Raphi struggles at times with embarrassing dates, as men soon realize that sexually she still has male sexual organs. During this confusing, yet valuable period, she begins her transition, as well as in her everyday life. She talks candidly with colleagues at work, queer friends, and the men she meets through apps. In spite of all the advice she receives, it turns out that it is mostly time and experience that will help her embrace her place in the world. Raphi begins hormone treatments but remains uncertain about sexual reassignment surgery. The psychologist warns her: “If you continued to have a male sexual organ, you will be fetishized by most men you meet.” The reality for her is that such surgery in a public hospital requires holding out a few years on a waiting list. Ralphi is not convinced that she really needs a vagina to feel more like a woman. In this sense, she adopts a position that is not even understood by the trans community.
It is an interesting reflection on the other types of assumed truths that have been established in recent years, as if the physical were the only representation of the psychological. That the protagonist’s main encounters with other men take place through social networks is not only a reflection of today’s society, but also the representation of the superficial as the main claim. In this game of appearances, one of his dates confronts him violently when she recognizes him as a transsexual, but there is also non-physical violence when another of his dates, with whom he seems to have established a connection beyond the purely physical, disappears without appearing. give explanations.
Raphi begins the difficult journey of her transition with the progressive realization of her change from male to female. According to director Adrián Silvestre, becoming a woman is a “physical change, not identity, because a woman already feels and is. In the midst of discussion and hard controversy between two sectors of feminism over the Trans Law [in Spain], this film arrives to make us reflect with honesty and respect. While outside of that ideological struggle we are witnessing a certain social rejection by some people who consider these people to be geeks or exhibitionists. To remove myths and erroneous ideas, My Emptiness has been created and I have helped to normalize by accepting their difference.”

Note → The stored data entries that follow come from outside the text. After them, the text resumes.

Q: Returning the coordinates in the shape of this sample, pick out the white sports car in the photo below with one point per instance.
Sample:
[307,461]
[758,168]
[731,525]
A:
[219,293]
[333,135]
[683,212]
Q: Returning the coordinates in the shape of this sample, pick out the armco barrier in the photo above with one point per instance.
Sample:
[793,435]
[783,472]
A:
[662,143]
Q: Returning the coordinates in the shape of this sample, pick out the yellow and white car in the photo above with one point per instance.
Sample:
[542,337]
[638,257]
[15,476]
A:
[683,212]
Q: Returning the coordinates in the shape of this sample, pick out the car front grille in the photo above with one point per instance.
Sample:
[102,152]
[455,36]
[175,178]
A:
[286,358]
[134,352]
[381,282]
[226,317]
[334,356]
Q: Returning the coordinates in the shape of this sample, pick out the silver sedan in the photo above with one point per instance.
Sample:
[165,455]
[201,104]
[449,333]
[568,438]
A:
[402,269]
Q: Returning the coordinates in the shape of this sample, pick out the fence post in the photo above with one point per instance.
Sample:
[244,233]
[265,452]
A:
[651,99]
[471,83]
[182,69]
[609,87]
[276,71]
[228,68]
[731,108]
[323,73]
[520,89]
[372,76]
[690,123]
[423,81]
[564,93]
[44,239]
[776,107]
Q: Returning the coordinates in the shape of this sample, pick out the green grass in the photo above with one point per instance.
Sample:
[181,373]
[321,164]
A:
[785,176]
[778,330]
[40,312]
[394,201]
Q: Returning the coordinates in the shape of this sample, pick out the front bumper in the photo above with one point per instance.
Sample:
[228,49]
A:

The character of Raphaëlle does charm us and we feel connected to her bubbly energy and her determination to become the person she wants to be. In the third act of the film, Raphaëlle runs into several men who are more understanding and supportive. One is a theater director who asks Raphaëlle if she is willing to star in a play that he is staging about a young trans woman finding herself. At first, she is reluctant to do this because it feels too close to her own struggle, but she finds the strength to do it anyway. We see how Raphaëlle has grown as a person and how she has come to love and appreciate herself.